Por tratar-se de um assunto, além de polêmico muito técnico, recorri a uma segunda opinião – a do engenheiro agrônomo Xico Grazaino, que foi secretário de Agricultura do estado de São Paulo e presidente do Incra (Instituto Brasileiro de Colonização e Reforma Agrária). Ele escreve regularmente no jornal O Globo e sobre os OGM e ali publicou dois artigos interessantes, ‘A discórdia dos transgênicos’ e ‘transgênicos verde e amarelo’. Primeiro discorre sobre o obscurantismo que envolve o assunto:

‘Assim tem sido a evolução do conhecimento científico. Uma história recheada de incredulidade e, até, revolta. Certas descobertas, maravilhosas que sejam, despertam sentimentos reacionários. Ao criar as bases do progresso, impulsionando a sociedade para o futuro, a tecnologia incomoda a cultura humana. Fere o conservadorismo’.

Graziano sustenta que a transgenia é feita desde 1972, quando da criação das sementes híbridas, que são resistentes e de maior produção. Os problemas que os OGM possam causar são de conhecimento dos técnicos a Embrapa (Empresa Brasileira de Pesquisa Agropecuária), e estes afirmam que a soja RR (roundup ready) é segura. Graziano pergunta por que insulina pode ser transgênica e a soja, não?

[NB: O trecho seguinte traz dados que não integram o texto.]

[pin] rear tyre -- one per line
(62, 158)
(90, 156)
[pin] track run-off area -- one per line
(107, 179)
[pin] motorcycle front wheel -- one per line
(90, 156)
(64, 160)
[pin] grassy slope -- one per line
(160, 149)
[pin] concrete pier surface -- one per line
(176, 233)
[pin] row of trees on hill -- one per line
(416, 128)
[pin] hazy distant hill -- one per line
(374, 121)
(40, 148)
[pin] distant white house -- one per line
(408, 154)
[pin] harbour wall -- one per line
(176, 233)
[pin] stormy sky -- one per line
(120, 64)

E conclui que os transgênicos não podem ser politizados como de esquerda ou de direita, pois dessa forma os políticos oportunistas pretendem saber mais do que os cientistas brasileiros.

O artigo de Maurizio Ricci como sempre é muito bom, pena que não tenha consultado outras opiniões sobre o assunto, o que o levou a uma confusão semelhante à da anciã amiga de minha mãe, quando conclui que a soja modificada brasileira virá para a Europa em forma de ração animal e se transformará nos bifes que comeremos.